Alas, then they started piling things on: They had to serve the judges and 40 people. They had to work in a restaurant’s kitchen. They had to work in teams. And it was a double elimination.
“An entire team will be going home,” Gail Simmons said, and Luciana spoke for me: “Oh, fucking hell.”
On episode three, we’re going to send two chefs home in a team catering challenge? Ugh.

What it came down to, ultimately, was “basics—you just gotta nail the basics,” Tom said. Padma told the bottom two teams—Ali and Amar, and May and Dale—that “we enjoyed eating both of your dishes immensely.”
Amar and Ali screwed up their fish batter, which was doughy and not crispy, while May and Dale had a beautiful scotch egg without a crispy exterior. “Basic technique,” Tom said.
Tom called his elimination “devastating and disappointing,” especially “over something as stupid as a scotch egg.”
While I’m devastated May—one of my early favorites—was eliminated, at least it was because of technique, not a teammate’s incompetence. (I don’t understand why that was worse than the lack of crispiness on the fish and chips.)

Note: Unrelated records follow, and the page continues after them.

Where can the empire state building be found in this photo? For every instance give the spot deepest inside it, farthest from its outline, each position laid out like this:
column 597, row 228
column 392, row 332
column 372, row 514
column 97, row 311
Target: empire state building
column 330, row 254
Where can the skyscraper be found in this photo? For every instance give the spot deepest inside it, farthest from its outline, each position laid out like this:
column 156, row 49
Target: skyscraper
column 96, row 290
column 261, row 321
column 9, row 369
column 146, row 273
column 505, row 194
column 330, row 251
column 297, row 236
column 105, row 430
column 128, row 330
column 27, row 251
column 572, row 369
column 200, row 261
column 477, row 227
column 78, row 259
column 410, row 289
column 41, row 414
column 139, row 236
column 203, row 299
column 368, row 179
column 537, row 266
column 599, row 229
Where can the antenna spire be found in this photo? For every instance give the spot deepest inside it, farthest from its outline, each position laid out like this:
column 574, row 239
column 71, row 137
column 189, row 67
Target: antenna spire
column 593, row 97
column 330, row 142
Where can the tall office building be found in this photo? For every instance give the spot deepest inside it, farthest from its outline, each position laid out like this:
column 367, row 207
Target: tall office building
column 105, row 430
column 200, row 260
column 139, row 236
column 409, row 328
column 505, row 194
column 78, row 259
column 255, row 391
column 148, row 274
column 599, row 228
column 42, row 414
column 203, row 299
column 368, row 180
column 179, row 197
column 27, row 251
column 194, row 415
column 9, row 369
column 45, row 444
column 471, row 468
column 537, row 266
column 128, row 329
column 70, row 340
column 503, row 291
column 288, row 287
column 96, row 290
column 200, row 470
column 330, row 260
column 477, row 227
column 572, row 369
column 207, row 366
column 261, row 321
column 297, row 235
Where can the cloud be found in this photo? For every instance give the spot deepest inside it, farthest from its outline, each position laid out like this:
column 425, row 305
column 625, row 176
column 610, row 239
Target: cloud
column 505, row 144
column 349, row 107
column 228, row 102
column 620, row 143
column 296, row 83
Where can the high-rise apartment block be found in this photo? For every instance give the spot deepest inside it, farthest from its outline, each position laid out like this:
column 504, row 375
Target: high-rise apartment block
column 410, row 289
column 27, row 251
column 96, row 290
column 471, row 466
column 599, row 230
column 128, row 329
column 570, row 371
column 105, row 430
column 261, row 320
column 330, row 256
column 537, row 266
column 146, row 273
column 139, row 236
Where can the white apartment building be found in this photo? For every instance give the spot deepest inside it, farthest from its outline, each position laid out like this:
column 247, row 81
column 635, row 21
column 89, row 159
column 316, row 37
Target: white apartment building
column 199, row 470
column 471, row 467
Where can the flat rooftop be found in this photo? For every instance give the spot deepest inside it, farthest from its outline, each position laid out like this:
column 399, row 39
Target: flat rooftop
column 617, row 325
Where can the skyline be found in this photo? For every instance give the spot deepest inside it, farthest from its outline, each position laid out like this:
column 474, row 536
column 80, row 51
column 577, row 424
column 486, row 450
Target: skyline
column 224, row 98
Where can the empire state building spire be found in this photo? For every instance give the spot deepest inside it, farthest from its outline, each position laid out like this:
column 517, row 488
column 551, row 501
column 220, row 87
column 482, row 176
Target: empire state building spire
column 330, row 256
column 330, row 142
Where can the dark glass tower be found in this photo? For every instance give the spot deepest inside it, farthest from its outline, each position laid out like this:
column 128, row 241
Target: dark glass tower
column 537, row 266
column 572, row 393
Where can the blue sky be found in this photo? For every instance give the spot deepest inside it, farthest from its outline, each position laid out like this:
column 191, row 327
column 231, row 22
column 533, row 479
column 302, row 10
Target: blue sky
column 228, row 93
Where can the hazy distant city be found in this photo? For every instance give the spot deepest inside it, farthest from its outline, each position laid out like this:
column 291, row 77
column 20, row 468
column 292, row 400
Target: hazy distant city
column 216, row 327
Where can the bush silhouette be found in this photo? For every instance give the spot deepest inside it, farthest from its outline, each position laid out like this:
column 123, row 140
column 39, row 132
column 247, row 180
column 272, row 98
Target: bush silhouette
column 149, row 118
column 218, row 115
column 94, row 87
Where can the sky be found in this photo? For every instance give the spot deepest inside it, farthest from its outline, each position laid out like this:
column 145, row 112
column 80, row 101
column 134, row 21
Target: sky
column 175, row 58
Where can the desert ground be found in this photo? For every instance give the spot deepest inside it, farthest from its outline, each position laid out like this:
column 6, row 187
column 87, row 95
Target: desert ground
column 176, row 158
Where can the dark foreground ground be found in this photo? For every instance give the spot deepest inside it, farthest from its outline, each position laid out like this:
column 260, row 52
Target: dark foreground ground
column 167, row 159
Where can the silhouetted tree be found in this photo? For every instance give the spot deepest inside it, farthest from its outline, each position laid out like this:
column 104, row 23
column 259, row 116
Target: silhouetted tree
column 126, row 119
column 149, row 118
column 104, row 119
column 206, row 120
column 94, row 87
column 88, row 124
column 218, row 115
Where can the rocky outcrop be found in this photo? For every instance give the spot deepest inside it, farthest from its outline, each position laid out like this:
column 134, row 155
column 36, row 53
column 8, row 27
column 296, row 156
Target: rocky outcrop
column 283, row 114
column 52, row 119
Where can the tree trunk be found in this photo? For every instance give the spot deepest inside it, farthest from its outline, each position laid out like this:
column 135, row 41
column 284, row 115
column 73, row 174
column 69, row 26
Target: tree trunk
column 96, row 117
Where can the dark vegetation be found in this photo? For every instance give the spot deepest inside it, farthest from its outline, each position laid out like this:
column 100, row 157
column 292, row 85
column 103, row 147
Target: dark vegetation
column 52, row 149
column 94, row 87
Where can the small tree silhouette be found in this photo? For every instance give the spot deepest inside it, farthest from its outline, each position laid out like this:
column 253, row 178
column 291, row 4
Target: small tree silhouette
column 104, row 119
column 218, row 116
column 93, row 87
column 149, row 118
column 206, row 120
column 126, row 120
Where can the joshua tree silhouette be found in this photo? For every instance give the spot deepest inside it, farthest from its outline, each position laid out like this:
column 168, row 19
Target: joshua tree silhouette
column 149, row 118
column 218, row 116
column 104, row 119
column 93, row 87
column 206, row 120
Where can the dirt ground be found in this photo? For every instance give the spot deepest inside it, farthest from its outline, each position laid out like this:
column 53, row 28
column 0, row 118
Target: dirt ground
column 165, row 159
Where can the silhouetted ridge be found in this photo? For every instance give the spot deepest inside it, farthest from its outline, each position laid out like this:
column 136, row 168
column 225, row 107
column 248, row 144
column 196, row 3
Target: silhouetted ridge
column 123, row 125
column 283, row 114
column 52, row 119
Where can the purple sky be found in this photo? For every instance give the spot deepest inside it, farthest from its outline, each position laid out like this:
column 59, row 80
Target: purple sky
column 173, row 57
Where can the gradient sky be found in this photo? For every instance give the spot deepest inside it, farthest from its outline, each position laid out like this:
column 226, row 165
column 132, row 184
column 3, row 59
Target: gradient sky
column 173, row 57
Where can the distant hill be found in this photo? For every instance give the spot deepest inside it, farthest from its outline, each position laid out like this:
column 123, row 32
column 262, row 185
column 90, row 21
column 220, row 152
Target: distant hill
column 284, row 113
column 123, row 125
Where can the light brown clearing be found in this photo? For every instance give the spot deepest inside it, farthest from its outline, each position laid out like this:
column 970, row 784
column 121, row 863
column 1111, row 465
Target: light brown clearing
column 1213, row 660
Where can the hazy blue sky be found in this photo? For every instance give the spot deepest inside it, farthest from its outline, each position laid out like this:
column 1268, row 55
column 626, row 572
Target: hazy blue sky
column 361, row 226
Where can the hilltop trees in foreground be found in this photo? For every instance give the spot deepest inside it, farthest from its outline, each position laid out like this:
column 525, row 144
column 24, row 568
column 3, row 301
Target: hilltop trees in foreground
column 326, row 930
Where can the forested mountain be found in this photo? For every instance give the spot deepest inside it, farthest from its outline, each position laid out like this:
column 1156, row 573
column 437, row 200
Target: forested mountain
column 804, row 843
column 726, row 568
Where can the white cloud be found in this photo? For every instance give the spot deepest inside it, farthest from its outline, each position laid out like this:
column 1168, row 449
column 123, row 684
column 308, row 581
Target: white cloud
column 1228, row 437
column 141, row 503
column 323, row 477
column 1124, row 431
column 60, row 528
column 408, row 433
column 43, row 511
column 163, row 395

Yet I still desperately wanted the judges to link that basic technique screw-up to the challenge itself. Something like: It’s incredibly hard to be consistent when preparing 40 dishes! or We stuffed you in a tiny, inadequate kitchen to see if your skills could overcome those limitations.
Ditto for the best dishes. I wanted to know how the constraints of the challenge—everything other than just updating pub food—helped them do so well.
It was Buddha and Luciana, and Gabri and Begonia, who were the top two teams, with Buddha and Luciana winning for their take on a fish pie.
May and Dale do have Last Chance Kitchen, which I hope will just allow them to cook instead of piling on all these unnecessary complications that even Top Chef seems uninterested in.
Kevin W
Monday 27th of March 2023
Are we perhaps complaining about the "catering" challenges too early? Thus far we've had 2 compared to 1 panel challenge. And while that is a large percentage right now, we are talking about a small sample size.
With that said, I get what you're saying about having to create multiple dishes to randoms. Overreliance on this type of challenge does not necessarily pull the best cook out of the chefs. But at the same time, you do have to have those challenges in addition to ones where you're just creating plates for the panel. Part of the appeal of Top Chef for me is that variety of challenges, whether it be a panel, catering, or team challenges.
In a way, I'd look at Top Chef as a decathlon, compared to TOC, which is like a 400m sprint (including the heats). Both difficult, but in differing ways.
Susan
Friday 24th of March 2023
Agree about the formula being stale and boring. Anyone whose watched Top Chef throughout the years could’ve figured out the plot.
However, I disagree about the Dale and May team. Every time May tried to bring up some thing about how to make scotch eggs differently, Dale said no. He refuse to entertain any thoughts or ideas of May’s. So no I’m not surprised his team went home, but I have to agree. The loss of May really hurts.
Melissa
Friday 24th of March 2023
Totally agree with you. I hate the catering. I hate watching them cook in an inadequate kitchen. And I HATE that May got eliminated!
I'm curious, do you know if this is the first season they filmed after covid restrictions were relaxed? Wanting to bring Top Chef back to crowds of people is the only reason I can think of to have 2 catering challenges already.